Félicien Mallefille (Th. Gautier, 1868)
FÉLICIEN MALLEFILLE
À ceux-ci les chemins de fleurs, à ceux-là les chemins de ronces. Celui de Mallefille fut âpre et rude,
et il le gravit avec un invincible courage, l’œil toujours levé vers les hautes cimes, sans tenir compte
des pierres, des épines ou des précipices. Nul n’a
porté la mauvaise fortune avec plus de grandesse et
de fierté espagnole. C’était un vrai hidalgo de lettres.

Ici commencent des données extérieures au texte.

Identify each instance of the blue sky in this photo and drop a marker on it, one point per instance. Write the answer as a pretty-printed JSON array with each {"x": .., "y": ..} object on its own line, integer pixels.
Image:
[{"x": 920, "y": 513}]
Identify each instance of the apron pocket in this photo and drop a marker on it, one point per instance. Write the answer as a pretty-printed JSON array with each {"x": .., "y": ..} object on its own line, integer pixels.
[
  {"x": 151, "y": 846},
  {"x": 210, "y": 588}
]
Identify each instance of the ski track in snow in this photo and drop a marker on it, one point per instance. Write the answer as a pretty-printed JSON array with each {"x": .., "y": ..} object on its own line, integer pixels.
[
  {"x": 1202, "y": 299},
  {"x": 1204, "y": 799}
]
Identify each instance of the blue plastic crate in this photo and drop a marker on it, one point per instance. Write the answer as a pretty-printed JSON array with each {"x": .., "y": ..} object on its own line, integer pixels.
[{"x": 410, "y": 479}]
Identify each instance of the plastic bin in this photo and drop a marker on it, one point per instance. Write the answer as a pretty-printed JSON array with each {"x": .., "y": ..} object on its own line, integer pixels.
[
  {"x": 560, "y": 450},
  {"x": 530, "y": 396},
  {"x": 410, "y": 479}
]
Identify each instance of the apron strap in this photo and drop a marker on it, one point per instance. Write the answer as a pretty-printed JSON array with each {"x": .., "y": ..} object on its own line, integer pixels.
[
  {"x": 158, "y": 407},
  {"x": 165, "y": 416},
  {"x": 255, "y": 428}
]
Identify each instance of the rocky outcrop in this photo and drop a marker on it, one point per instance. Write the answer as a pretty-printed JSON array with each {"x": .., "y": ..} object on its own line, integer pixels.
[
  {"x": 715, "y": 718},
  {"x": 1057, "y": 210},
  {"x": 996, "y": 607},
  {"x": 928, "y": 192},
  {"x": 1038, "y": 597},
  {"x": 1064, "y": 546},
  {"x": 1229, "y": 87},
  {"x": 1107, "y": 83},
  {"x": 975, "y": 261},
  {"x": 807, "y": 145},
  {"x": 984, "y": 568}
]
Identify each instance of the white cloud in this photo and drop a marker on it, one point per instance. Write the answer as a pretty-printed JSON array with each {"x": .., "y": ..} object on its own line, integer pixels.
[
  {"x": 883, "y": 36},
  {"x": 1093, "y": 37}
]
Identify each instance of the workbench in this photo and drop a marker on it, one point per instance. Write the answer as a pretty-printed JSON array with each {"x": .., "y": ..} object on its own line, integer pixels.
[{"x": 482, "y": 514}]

Sa tête fine et maigre, au nez busqué, aux cheveux
déjà argentés sur les tempes, avait un caractère héroïque et rappelait celle de Miguel Cervantes de Saavedra. Nous ne voulons pas exagérer le talent de
Félicien Mallefille parce qu’il est mort. Son ambition fut plus haute que son vol. C’était un aigle sans
doute, et qui avait toujours l’œil fixé sur le soleil,
mais son essor était parfois inégal, pénible ; il manquait quelques plumes à cette grande aile fiévreusement palpitante. La nature les lui avait-elle refusées ou avaient-elles été coupées par quelque balle
jalouse, tandis qu’il cherchait sa route vers l’idéal ? On ne sait. Les Infants de Lara, Glenarvon, le Cœur
et la Dot, les Mères repenties, les Sceptiques, les
Mémoires de Don Juan, témoignent d’une pensée
élevée, forte et poétique, que trahit parfois une
exécution rebelle, mais la volonté du beau et du
bien est partout. Le travail opiniâtre avec son huile
et sa lime sont trop apparents à de certains endroits,
mais les morceaux venus à bien ont l’éclat, la solidité et la trempe de l’acier. On peut aller au combat
de l’idée avec ces bonnes lames de Tolède, brillantes, bien à la main, qui ont le fil et l’étincelle,
et sont en même temps des joyaux et des armes.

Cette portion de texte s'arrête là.